- Daniel Morris, specialist registrar1,
- Scott Fraser, consultant ophthalmologist (s.g.fraser@ncl.ac.uk)1,
- Richard Wormald, coordinating editor2
- 1Sunderland Eye Infirmary
- 2Cochrane Eyes and Vision Group, International Centre for Eye Health, London School of Hygiene and Tropical Medicine
Consider this scenario. An elderly woman has agreed to be part of a clinical trial testing a new drug for age related macular degeneration. Her left eye has very poor vision, and the sight in her previously good right eye is rapidly declining. She is told that she is part of a double blind trial in which she and the doctor will be blinded to the treatment.

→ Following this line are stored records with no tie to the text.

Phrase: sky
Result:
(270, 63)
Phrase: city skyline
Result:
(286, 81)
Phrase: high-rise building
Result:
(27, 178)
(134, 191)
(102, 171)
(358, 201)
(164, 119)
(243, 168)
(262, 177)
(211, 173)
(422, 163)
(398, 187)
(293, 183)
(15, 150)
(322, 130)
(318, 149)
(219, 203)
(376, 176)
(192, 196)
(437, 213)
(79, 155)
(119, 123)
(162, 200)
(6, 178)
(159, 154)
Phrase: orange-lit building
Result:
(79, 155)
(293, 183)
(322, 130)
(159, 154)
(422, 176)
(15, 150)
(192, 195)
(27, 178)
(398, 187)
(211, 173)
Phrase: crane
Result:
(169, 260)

Taking fright, she withdraws her consent and goes home, terrified that this “blinding” experiment may deprive her of what little vision she has left.
The term “blinding”—commonly used in clinical trials—is particularly inappropriate in the ophthalmological setting, not least because an outcome measure of a particular trial could indeed be blindness. What an odd situation when the word used to describe trial allocation is also used to describe one of the trial outcomes. As a medical term blindness does not really have a strict definition, but it has a much greater resonance in its sociocultural meaning. This common meaning is emotive enough outside eye care services, but within them the word is rarely used by practitioners and dreaded by patients.